Concerns over online tracking and targeting and the implications for personal privacy have caught the attention of regulators, but their actions are being informed largely by an extremist point of view: those consumer groups utterly opposed to advertisers collecting any information whatsoever without a person’s say so.

“This is an attempt to reach out to people and listen to what they have to say about brands and communications, to ask them what they like and don’t like about online marketing, and to help the industry align practices with societal expectations”

Wider consumer opinion on this topic is of course more nuanced, at least according to some qualitative research commissioned by the World Federation of Advertisers (WFA) and conducted by Firefly Millward Brown. Focus groups conducted in Brazil, China, the UK and the US found that, generally speaking, consumers understand the advertising trade-off – that they get something for free because advertising has paid for it.
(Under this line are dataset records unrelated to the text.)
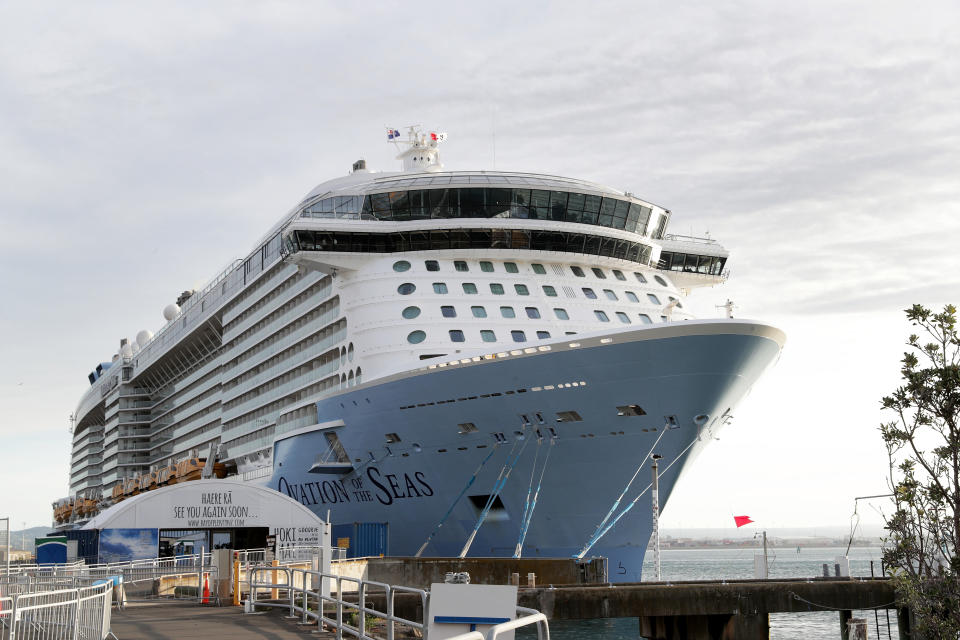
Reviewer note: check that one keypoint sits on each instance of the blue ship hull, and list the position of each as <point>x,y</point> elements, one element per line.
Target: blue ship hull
<point>686,378</point>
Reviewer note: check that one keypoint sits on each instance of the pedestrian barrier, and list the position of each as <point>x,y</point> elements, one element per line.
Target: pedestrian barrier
<point>63,614</point>
<point>317,597</point>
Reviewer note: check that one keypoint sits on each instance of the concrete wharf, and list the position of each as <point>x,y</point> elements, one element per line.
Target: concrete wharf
<point>711,610</point>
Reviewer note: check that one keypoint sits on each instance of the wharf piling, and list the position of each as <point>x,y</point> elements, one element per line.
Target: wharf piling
<point>712,610</point>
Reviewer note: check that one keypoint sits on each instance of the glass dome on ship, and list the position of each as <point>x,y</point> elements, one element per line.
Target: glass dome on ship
<point>399,341</point>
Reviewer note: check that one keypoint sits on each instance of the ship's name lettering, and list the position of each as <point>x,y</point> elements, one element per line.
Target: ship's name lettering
<point>387,488</point>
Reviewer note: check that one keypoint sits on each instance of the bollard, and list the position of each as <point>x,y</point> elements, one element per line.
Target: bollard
<point>857,629</point>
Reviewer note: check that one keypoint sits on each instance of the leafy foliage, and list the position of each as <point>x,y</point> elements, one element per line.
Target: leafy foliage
<point>923,445</point>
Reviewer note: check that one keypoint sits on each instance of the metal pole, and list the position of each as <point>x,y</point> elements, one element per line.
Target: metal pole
<point>766,567</point>
<point>656,516</point>
<point>7,520</point>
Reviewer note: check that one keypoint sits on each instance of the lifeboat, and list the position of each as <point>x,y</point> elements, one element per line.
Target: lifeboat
<point>189,469</point>
<point>131,486</point>
<point>148,481</point>
<point>167,475</point>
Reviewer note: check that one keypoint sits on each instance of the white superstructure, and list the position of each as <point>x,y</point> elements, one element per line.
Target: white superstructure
<point>370,277</point>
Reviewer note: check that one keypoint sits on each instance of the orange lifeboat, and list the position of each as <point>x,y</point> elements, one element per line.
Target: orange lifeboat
<point>189,469</point>
<point>167,475</point>
<point>131,486</point>
<point>148,481</point>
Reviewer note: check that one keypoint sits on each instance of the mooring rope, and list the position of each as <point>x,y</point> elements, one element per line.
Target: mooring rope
<point>528,516</point>
<point>497,488</point>
<point>616,503</point>
<point>470,482</point>
<point>597,536</point>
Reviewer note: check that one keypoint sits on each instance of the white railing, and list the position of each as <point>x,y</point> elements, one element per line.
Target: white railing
<point>309,595</point>
<point>63,614</point>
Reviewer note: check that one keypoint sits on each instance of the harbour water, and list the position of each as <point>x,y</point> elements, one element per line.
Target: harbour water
<point>716,563</point>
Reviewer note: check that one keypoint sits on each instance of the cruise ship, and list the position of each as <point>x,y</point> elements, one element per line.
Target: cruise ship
<point>486,360</point>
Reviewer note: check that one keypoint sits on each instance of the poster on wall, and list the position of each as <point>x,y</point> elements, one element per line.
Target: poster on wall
<point>122,545</point>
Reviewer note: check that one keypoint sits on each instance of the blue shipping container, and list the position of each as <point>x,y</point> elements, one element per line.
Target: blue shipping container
<point>362,539</point>
<point>87,543</point>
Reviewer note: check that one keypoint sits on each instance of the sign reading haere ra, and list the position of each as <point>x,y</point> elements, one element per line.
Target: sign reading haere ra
<point>213,509</point>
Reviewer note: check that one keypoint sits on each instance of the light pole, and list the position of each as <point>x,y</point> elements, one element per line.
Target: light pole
<point>7,520</point>
<point>656,516</point>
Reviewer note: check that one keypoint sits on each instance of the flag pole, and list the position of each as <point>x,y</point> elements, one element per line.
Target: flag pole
<point>656,516</point>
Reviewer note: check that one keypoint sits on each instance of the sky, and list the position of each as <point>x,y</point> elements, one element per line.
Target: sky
<point>144,146</point>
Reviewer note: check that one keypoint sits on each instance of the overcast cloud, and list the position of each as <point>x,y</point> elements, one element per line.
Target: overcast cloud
<point>144,146</point>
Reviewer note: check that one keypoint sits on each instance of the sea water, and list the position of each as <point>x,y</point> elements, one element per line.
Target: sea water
<point>734,564</point>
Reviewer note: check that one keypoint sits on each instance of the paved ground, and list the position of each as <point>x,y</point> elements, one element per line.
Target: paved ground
<point>189,621</point>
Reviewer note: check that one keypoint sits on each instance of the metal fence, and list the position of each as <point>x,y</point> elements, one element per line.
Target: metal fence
<point>62,614</point>
<point>309,595</point>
Focus group participants were also “broadly positively disposed to tracking if it makes ads more relevant”, though there are concerns about data storage and how long personal data is kept before being disposed of.

The aim of this research, according to the WFA’s director of communications Will Gilroy, is to define a global consensus about what is and is not acceptable in online marketing.

“This is an attempt to reach out to people and listen to what they have to say about brands and communications, to ask them what they like and don’t like about online marketing, and to help the industry align practices with societal expectations,” said Gilroy, speaking to Research from the launch of the research in Beijing. “Companies talk to and listen to their consumers, but as an industry are we doing this? Probably not enough.”

The research focused in particular on parents of children aged 12-18 – with children aged 15-17 interviewed separately – as much of the ethical concerns around marketing involve how and to what extent children are exposed to commercial messages.

But in many ways the children showed themselves to be more ad-savvy than the parents. They were more comfortable than adults in feeling that they had control over what ad content they were exposed to, with teens claiming to be “banner-blind” – their minds tuned to pay little attention to content in the margins of a site. They were also more open to the concept of online tracking, though they shared their parents’ worries over what data is held and for how long.

If this research is to be accepted, it appears that self-regulatory initiatives to address online advertising concerns are on the right lines. Today the Interactive Advertising Bureau (IAB) Europe joined counterparts in the UK and the US in introducing a framework to govern online behavioural advertising, stressing education, consumer control and limitations on what data is collected and the length of time it is retained.

“Online advertising techniques require the trust of consumers,” says IAB Europe president Alain Heureux. Building that trust is a cornerstone of the WFA’s Project Reconnect, of which this research is just the first stage.

It would be foolish to think that consumers will ever fully trust advertisers – indeed, scepticism is healthy. But clearly establishing the ground rules and abiding by them would be a positive first step in improving the relationship.

Opening a direct channel of dialogue with consumers should also help moderate the debate about online privacy. Privacy groups are pushing for legislation, believing that advertising self-regulation does not go far enough in protecting consumers or their interests. But that argument falls down if the industry can show it is working with consumers to find an acceptable middle ground.